The Metropolitan Museum’s six-week display of forty Impressionist and early modern paintings from Soviet museums is the first tangible harvest from Ronald Reagan’s colloquies with Mikhail Gorbachev in Geneva last November.

The delights of these fruits are enriched by some piquancies of irony in their flavors. The President and the General Secretary agreed on little except the renewal of cultural exchanges. Now the Soviets have sent us the proudest monuments of their artistic heritage; and they are Gauguin, Cézanne, and Matisse, pricked to prodigies, we are to assume, by the spurs of socialist emulation. Our National Gallery has returned the favor by dispatching a sample of its Cézannes, its Monets, and its Renoirs as testaments to the creativity of capitalist freedom.

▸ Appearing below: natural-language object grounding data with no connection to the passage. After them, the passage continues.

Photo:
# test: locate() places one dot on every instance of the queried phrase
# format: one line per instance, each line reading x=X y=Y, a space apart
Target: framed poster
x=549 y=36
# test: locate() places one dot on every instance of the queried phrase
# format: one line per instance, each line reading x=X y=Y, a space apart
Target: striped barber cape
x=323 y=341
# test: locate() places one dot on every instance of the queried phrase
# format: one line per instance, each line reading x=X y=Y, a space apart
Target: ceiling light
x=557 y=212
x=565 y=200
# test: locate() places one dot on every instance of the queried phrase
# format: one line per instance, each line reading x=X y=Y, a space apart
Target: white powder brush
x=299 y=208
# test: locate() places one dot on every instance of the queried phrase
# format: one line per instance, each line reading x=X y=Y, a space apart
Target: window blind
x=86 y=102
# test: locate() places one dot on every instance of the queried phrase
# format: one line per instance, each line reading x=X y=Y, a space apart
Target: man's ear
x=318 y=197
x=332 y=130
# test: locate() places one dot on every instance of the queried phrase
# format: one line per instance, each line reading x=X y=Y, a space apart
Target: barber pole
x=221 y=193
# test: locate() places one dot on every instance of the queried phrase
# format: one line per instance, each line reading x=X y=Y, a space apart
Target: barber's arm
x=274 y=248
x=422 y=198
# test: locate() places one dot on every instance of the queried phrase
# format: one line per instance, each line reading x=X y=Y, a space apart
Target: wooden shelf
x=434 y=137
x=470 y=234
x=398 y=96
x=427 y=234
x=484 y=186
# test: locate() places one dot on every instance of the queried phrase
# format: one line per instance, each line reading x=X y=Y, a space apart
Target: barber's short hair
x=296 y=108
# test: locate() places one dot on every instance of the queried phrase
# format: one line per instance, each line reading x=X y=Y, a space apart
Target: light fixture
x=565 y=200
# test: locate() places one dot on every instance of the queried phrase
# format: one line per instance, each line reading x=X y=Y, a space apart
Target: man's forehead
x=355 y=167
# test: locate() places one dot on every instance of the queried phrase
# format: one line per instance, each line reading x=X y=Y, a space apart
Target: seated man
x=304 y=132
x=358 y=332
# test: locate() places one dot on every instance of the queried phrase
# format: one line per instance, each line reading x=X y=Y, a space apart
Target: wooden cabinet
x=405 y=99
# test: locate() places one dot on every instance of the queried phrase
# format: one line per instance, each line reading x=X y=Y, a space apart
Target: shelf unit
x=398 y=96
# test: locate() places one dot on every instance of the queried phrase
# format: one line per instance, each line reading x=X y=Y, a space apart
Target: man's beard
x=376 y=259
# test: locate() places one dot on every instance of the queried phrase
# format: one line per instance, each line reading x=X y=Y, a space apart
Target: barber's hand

Americans and Russians renew their cultural exchange by lending each other French paintings. The dance begins with the partners still at a gingerly distance; in the arts as in weaponry, whatever is native to either superpower remains closely held from the other. But then great and still slightly raw nations are alike in those insecurities that make us prouder of what we bought or stole than of what we did ourselves.

In any case we are as blessed with these Soviet trophies as the citizens of Moscow and Leningrad are with ours. The Tahitian Gauguins seem especially wonderful, because we have so small a stock of Gauguins. Their lights and their forms like dreaming statues strike with the force of the ancient made entirely new, and they touch us almost as much with the intimations of Gauguin’s homesickness for France in the figure of a boy lost and lonely beside a vase of flowers, which is almost an echo of the Met’s own Degas Woman with Chrysanthemums. But if Gauguin stays intractably French, some of the others, Matisse in particular, convey in this setting a curious sense of having been translated into the Russian. That need not surprise us; these paintings were bought by Russians.

Sergei Shchukin and I.A. Morozov were both textile merchants, a useful trade for the eye. Their taste flowered, which from its roots in the icon can be traced in their common preference for flat surfaces and sober, almost Byzantine grandeurs that reach their high point in the great Matisse Harmony in Red. They ceased acquiring shortly before the First World War, and their possessions were confiscated by the Revolution and sequestered in obscurity for a long while before the Soviets thought they could safely be trusted to public view.

From this case, as from so many others, it becomes possible to surmise that the Bolshevik revolution’s purpose was to make it certain that no new or different revolution could ever intrude. The newest of these paintings is seventy-six years old; and our eyes greet them all as variations on a familiar theme. And yet the Soviets seem to think of them even now as departures still pregnant with perils of shock; the catalog they sent along resonates with the cadences of the art appreciation courses of the 1930s with its finger pointings at the symbols of “human despair” in Van Gogh and the appreciation of “man’s role in the universe” in Cézanne.

But for this most conventional of sensibilities, Picasso’s is the untidiest case of all. Piety owes him the tribute reserved for the only left-wing artist on display, and yet the work—1910 work at the latest, mind you—still has powers to unsettle, and all the writers of the catalog can say for two Cubist triumphs, one the Vollard portrait and the other in the key of the Demoiselles d’Avignon, is that “they are two of the finest portraits of the 20th Century.”

The vanguard of the proletariat has again revealed itself as so determinedly rearguard in all other matters as to make us thank the Romanovs for giving those two oppressors of the textile workers their head for a while.